初ちゃんの「ボチボチ生きようぜ!」

毎日の生活で出会った事をボツボツ綴っていきます。

沈まぬ太陽

2009-11-12 | 未分類


公開されて早々と見に行きました。


10年前でしょうかはるか昔に読んだ本です。


山崎豊子の本は好きで殆んど読んでいますが、この「沈まぬ太陽」を読んだ時は本当にやりきれない思いをしました。


「理不尽」と言うしかないひど過ぎる労務政策、中でも御巣鷹山の墜落事故は事故に遭われた方、加害者側のお世話をする方共に筆舌に尽くしがたい苦難であったろうと思います。


今回の映画もこの事故の話が中心に据えられています。


山崎豊子さんは徹底した取材を元に本を書かれますがこの「沈まぬ太陽」や「大地の子」も長期に当たる取材をされたそうです。

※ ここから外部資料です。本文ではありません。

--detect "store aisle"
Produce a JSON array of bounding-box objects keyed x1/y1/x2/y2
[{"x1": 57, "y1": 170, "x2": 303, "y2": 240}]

先日の新聞にも本人の言葉で「沈まぬ太陽を映画化しないと死ねない」と語っておられ私も待ち望んでいました。


映画なので本とはストーリーが前後しますが高度成長期の、権力や利権が絡み労働運動、学生運動の高揚していた時期の話です。


がしかし、少し後の世代の私達も少なからず同じような目にあってはいます。


団体交渉のシーンもほぼ似たようなもの。


私が新入社員として始めて赴任した職場では連日厳しい労使交渉があり、私もいつの間にか引きずりこまれ、入社以来続けていた勉強も中断を余儀なくされていやおうなく引っ張り出されたものです。


当時の組合は今と比べると随分しっかりはしていたのですが交渉の山場に局長を局長室へ閉じ込め、「ト、トイレ・・・」と局長が戸を開けて言ったら「はい!」とアルミのバケツを渡して戸を閉めてしまい見ていた新入社員一同固まったものです。


団体交渉の場にそっと入れて貰った時、あんなにふんぞり返っていた管理者が殆んど言い返せないほど、組合の役員が理詰めで迫り労働条件を勝ち取っていく姿を見てちょっと驚きました。


私達新入社員が広島へ帰れるかどうかもこの交渉案件になっていましたので必死でした。


後日、組合の上部役員が職場に来た時に喫茶店に呼び出して広島転勤組の女性ばかりで「あなた達は本当に広島に帰らせてくれるのか」と迫り、確約を取りました。


どちらを信じてついて行くべくか女性4人、泣きながら考えました。


結局、私達が確約を取ったとおり広島に帰れることになりホッとしましたが、まっさらな私の若い心には「労使対等」と言うお手本を見せられた気がします。


日航の労使には国や政治家の利権が絡み徹底した労務対策が取られたのでしょう。


山崎豊子さんはこの本が出てから随分脅迫されたり、モデルとされた人たちから反撃されたりしたそうですが新聞記者出身の正義心で乗り越えられたんだと思います。


新聞記者と言えば最近出版された「運命の人」も早速全4巻買って読みました。


沖縄返還交渉の密約書を巡る実際にあった事件ですが最後の結末は涙にくれながら読み終わり、これも感動の一冊です。


写真は数年前に新聞に掲載された恩地こと小倉寛太郎さんの訃報を報じた写真です。


この本も丁度私も関わっていた時期でしたが本当の沖縄を殆んど知らず、4巻に沖縄戦の話が詳しく書かれてあり読んでいて恥かしくなりました。


息子の修学旅行が沖縄でしたが帰ってきて一番「お父さんもお母さんも沖縄に行くべきだ」と言った意味が良く判りました。


昨今、オバマさんと鳩山さんの会談がありましたがいまだに本土の踏み台になっている沖縄が解放されるようにと願わずにはいられません。